New Jersey is roughly a year after Governor Phil Murphy's Energy Master Plan, which is committed to 100% clean energy across the state by 2050.
A new proposal in the Phillipsburg region aims to help achieve the government's goal of accelerating the development of renewable energies.
Phoebus Fund LLC, based in Williamstown, Gloucester County, is proposing the installation of 22 megawatts of solar power on farmland along the 1700 block of Belvidere Road in Lopatcong Township.
The proposal is unique in that the panels are installed 15 to 17 feet above the ground so that most of the land can still be farmed, according to Andrew Kennedy, partner with the Phoebus Fund. It's a concept known as agrivoltaics that has been used in Italy, Germany, Japan, and Arizona, he said.
“We can grow almost anything under these plates,” said Kennedy. “In addition, our equipment serves as the foundation for irrigation and other types of agricultural equipment so that the farm can not only continue to operate, but even improve over time.”
Kennedy described the proposal in a presentation Tuesday to Phillipsburg City Council. The Phoebus Fund wants the city to enter into a power purchase agreement for power from the array through a unique legal structure in New Jersey known as Remote Net Metering, available to public facilities.
“This allows us to sell the electricity through the net metering program to a public facility from locations that are not on a public facility property,” said Kennedy.
The city benefits include securing a clean source of energy with projected savings of nearly 40% compared to current municipal electricity costs, Kennedy said.
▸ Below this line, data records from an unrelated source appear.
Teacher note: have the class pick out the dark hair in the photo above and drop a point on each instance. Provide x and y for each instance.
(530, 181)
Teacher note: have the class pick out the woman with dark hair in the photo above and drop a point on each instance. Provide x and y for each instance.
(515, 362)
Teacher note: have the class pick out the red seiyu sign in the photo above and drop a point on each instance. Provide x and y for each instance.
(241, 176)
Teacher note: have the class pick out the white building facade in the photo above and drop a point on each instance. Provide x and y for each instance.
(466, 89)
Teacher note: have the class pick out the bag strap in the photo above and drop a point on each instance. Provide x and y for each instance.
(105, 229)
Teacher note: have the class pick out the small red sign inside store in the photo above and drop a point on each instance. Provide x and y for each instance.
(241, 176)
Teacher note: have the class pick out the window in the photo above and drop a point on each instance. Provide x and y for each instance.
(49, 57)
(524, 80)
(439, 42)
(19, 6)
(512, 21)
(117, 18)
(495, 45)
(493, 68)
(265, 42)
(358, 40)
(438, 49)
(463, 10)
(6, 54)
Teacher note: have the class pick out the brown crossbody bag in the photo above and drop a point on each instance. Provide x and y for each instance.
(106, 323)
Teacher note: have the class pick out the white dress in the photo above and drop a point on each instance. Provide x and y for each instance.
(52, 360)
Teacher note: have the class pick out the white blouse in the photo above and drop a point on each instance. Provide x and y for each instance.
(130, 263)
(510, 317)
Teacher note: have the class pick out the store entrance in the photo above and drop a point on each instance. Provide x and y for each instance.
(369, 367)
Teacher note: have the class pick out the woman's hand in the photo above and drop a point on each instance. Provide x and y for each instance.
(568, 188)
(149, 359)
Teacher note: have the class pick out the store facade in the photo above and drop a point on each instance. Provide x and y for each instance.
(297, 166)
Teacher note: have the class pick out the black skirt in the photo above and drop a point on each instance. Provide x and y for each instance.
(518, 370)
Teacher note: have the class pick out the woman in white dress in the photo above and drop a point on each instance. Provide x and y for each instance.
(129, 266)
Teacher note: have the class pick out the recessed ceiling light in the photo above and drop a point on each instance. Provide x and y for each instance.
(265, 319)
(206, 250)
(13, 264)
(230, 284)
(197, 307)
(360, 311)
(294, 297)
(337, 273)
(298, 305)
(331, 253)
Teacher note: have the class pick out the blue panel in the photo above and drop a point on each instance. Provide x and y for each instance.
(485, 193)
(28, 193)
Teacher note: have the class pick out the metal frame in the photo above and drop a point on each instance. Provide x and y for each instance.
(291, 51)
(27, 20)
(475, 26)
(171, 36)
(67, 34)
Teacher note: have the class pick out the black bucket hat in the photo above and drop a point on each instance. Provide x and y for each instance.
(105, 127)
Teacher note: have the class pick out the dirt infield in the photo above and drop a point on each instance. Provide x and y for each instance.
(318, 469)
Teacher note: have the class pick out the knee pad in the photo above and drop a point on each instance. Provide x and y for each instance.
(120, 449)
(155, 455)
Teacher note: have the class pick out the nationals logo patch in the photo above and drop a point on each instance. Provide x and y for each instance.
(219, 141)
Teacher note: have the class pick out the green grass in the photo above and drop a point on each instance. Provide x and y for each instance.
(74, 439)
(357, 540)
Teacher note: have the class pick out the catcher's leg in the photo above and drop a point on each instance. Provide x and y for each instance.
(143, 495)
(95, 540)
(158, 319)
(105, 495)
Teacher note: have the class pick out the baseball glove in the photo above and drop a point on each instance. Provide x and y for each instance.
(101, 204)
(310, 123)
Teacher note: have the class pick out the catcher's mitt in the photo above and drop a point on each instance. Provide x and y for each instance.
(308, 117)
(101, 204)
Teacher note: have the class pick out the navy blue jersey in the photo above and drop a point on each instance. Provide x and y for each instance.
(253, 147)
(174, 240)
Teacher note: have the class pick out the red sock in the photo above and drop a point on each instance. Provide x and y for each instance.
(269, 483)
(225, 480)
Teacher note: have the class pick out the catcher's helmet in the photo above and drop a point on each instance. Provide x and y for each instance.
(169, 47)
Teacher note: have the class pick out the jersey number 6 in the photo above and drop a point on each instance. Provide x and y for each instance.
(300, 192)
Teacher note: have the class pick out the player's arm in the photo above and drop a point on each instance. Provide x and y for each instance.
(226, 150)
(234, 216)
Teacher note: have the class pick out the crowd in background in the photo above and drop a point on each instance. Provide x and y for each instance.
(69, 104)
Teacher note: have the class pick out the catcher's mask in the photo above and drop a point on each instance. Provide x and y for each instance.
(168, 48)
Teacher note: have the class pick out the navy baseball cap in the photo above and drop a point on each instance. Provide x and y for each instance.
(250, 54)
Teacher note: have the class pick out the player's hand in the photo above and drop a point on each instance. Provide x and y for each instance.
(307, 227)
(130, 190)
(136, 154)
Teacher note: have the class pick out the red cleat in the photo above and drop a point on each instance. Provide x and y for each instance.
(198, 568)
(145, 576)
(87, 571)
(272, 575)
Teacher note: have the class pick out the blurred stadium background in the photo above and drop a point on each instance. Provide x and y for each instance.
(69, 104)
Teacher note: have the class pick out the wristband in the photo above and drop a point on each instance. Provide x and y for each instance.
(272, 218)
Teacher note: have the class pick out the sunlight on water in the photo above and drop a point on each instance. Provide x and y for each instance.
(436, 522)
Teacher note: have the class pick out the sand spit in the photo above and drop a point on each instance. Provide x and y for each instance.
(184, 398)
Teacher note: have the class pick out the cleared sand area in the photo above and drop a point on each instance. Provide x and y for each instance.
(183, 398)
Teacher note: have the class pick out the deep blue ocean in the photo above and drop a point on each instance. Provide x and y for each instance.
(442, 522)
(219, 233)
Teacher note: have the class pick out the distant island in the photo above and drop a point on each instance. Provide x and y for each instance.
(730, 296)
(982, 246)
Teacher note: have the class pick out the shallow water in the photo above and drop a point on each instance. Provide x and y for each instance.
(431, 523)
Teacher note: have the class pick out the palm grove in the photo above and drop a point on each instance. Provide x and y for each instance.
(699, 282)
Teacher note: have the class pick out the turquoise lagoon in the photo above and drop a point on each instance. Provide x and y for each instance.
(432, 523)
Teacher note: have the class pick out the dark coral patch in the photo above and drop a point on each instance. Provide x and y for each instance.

That's equivalent to about $ 200,000 to $ 230,000 in annual savings, he said.
In turn, the property farmer receives a diversified source of income by agreeing to host the panels. The only land lost to agriculture is in a series of maintenance strips next to the panels.
The Phoebus Fund is working on 62 megawatts of solar power generation in JCP&L, representing an investment of around $ 110 million. Overall, the company plans to create approximately 2,100 construction jobs in Warren County alone, in addition to ongoing jobs to manage and maintain the sites, Kennedy said.
The city council took no action on the proposal but did answer a few questions, including the longevity of the panels. They are guaranteed to maintain at least 90% of their potential production for 25 years and are 98% recyclable, Kennedy responded to a question from Councilor Danielle DeGerolamo.
Rob Bengivenga Jr., Phillipsburg's company administrator, told lehighvalleylive.com that there is no timeline to delve into the proposal and that the city is conducting its due diligence on the idea.
“We want to make sure Phillipsburg has no risk and only benefits,” he said.
Kennedy also presented the idea to Lopatcong Town Council. No decision was made there either, said Mayor James Mengucci.
“To be honest, I found it interesting myself,” said Mengucci. “It's definitely something new.”
According to Kennedy, New Jersey will need to install about 1,000 megawatts of solar power annually for the next 15 years, and then 400 megawatts per year to meet the governor's goal. Last year, around 200 megawatts of solar power were installed in the state, Kennedy said.
“In partnership with government agencies, we look forward to actively working towards the New Jersey clean energy goals while supporting the New Jersey economy, creating local jobs and receiving the financial benefits of solar power savings at home,” he said.